'Grimm' unveils scary, strange creatures for season 4
Grimm calls them Wesen — German for “creature” — the mythology-inspired monsters hiding in plain sight on the NBC thriller, going into its fourth year of giving fans a reason to stay home Friday nights. This season picks up right where the May finale left off, with Nick (David Giuntoli) having lost his Wesen-spotting powers — which means he’ll have to lean on Trubel (Jacqueline Toboni) to function as his seeing-eye Grimm. Below, EW can exclusively reveal this quartet of new baddies that will haunt slayers Nick and Hank when Grimm returns for Friday, Oct. 24:
Gedächtnis Esser: Or what Syfy channel would call: “Manopus!” The part-man part-octopus Wesen has four tentacles that burrow into its victim’s head. If that weren’t lousy enough, the creature steals your memories and leaves you with dementia. “A lot of what we do is try to explain real-world problems, like in this case, identity theft,” says executive producer Jim Kouf. “Our best Wesen ideas come when we have an emotional core that explains something in life.”

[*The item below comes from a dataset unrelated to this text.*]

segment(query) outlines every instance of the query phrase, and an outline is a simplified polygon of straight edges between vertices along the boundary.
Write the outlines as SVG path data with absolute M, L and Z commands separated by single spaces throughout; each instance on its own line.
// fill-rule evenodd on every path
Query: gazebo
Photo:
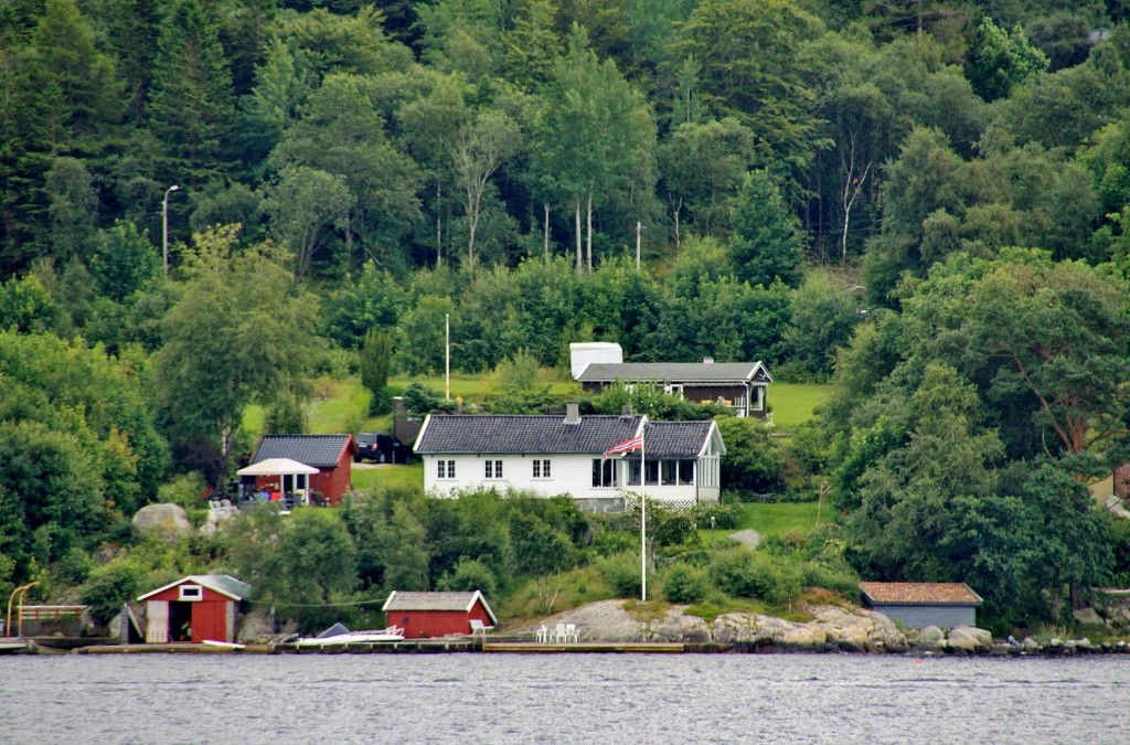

Schinderdiv: “How do you explain people who are only out for themselves and do anything to achieve a goal?” asks executive producer David Greenwalt. If you answered, “A Schinderdiv!” then you are correct! This is your basic demon beast with long-bottom fangs (which must make shaving pretty difficult). This wesen is meant to embody ruthlessness and selfishness.
Heftigauroch: We’re starting to suspect all these names are actually German micro-brews, but Kouf says the Heftigauroch is actually a bull-like Wesen that morphs into rage when provoked. In the show, he’s a boxer who is very peaceful and doesn’t want to fight. Yet when pushed too far he becomes … yup, a raging bull. “When a bull is brought into a ring it doesn’t necessarily want a fight requires being hit with picadors to get mad — this Wesen requires the same treatment,” Kouf says.
Golem: The producers are cheating a little as the Golem is not a Wesen, but a creature from the Jewish religion. Made of clay and 10-feet high, he’s made to protect the meek but is dangerous to try to control. “The twist with our Golem is how it gets destroyed,” Kouf teases. Our bet: Industrial-sized pottery wheel.